The epidemiology of the disease in humans depends on the direct exposure of the individual to the infected animal, the conditions in which they carry out their work daily and the environment that surrounds it. In this study, 81.7% of the participants reported having suffered some kind of accident during work, such as lacerations, cuts or scratches, and these are the predisposing factors to contract the disease, since the lesion is considered a direct entering for the Leptospira.
One limitation of this study was the inability to carry paired samples to assess seroconversion and confirm if the individuals were infected at that time.
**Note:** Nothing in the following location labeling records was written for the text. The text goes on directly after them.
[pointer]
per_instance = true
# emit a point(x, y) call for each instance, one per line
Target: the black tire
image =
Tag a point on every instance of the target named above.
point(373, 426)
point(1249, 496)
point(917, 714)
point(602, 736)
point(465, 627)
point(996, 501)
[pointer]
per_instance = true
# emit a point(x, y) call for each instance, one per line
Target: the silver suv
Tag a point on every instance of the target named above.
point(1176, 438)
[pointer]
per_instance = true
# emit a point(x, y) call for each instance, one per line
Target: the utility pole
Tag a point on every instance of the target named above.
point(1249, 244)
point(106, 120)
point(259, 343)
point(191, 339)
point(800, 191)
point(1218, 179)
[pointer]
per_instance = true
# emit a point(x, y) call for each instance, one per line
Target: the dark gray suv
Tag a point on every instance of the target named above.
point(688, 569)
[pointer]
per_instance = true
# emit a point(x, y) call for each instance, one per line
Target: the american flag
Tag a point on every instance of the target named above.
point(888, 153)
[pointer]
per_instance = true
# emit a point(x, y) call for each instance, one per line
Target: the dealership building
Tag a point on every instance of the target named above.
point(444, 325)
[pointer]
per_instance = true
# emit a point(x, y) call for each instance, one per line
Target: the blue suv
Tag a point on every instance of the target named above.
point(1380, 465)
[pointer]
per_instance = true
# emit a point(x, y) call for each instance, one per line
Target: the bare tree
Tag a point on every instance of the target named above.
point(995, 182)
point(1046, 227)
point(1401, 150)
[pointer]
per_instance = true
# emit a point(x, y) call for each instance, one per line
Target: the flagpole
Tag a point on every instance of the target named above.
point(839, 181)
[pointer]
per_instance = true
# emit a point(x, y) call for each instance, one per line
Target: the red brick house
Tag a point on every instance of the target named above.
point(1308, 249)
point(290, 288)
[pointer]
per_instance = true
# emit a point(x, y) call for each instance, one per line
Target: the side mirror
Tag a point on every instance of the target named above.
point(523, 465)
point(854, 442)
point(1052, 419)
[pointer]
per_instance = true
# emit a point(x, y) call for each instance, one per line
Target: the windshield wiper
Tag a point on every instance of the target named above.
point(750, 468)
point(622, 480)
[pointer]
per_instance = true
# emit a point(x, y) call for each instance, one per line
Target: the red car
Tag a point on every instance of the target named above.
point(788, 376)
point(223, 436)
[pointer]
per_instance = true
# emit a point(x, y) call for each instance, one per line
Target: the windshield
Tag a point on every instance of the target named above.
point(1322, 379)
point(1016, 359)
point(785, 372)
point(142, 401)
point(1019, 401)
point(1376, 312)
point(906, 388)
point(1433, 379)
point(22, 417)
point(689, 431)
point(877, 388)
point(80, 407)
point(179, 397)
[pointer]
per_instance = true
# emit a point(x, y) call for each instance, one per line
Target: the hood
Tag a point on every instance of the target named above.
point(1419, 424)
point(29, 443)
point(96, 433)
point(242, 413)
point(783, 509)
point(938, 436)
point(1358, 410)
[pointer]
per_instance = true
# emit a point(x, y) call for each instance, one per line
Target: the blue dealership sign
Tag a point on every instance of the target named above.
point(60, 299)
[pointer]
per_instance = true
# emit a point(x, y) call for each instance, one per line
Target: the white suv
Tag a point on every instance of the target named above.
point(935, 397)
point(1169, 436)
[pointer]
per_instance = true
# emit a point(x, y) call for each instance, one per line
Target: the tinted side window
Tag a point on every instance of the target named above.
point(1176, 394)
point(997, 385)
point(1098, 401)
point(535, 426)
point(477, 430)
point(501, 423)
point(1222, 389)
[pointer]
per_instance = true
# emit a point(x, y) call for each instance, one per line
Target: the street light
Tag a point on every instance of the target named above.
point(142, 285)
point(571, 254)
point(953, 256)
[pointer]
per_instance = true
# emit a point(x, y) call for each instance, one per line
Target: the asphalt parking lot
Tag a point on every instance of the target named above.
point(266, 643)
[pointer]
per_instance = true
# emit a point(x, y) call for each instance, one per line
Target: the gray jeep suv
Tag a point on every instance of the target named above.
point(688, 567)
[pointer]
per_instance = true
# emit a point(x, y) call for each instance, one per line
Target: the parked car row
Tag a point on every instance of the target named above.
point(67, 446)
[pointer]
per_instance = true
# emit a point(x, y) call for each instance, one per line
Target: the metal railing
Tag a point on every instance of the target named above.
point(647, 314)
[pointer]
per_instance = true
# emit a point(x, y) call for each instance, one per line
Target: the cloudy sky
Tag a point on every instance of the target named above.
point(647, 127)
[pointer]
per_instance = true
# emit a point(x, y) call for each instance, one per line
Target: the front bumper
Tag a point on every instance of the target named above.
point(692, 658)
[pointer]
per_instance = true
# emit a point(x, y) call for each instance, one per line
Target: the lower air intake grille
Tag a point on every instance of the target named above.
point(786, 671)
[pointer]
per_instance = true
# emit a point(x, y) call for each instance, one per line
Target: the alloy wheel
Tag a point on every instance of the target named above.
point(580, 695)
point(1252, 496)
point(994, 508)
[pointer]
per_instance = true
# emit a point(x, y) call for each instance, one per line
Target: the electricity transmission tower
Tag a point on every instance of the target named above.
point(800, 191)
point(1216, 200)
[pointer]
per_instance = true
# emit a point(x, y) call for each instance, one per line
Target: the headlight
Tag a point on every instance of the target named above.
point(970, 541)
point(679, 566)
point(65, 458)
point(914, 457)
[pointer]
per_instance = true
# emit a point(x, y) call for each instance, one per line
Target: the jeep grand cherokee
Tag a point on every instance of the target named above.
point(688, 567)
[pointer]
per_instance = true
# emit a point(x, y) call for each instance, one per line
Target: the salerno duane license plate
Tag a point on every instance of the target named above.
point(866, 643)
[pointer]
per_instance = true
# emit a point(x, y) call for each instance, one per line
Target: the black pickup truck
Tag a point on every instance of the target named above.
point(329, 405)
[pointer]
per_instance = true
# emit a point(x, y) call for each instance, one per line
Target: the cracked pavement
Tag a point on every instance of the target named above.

However, it was possible to determine that the positive participants were in contact, at some point in their life, with the microorganism.
The present study demonstrates the high prevalence of anti-Leptospira antibodies found in the population of meat dealers in the city of Tunja, confirming the circulation of the microorganism in this environment. In the identification process through the MAT test, seven serovars pathogenic for humans were found, with a predominance of 30% of L. bratislava, which suggests the optimization of prevention, promotion and control actions that allow the reduction of this zoonosis. For this purpose, it is necessary to train the medical team, based on the leptospirosis management protocol of the Colombia National Health Institute, for the appropriate notification and collection of cases, especially in individuals from groups at risk, as well as promoting community outreach actions on disease and prevention strategies.
It is important to reinforce the epidemiological knowledge of leptospirosis through investigations that determine the seroprevalence in different populations at risk in Boyacá, in addition to the factors attributed to the presence of the disease.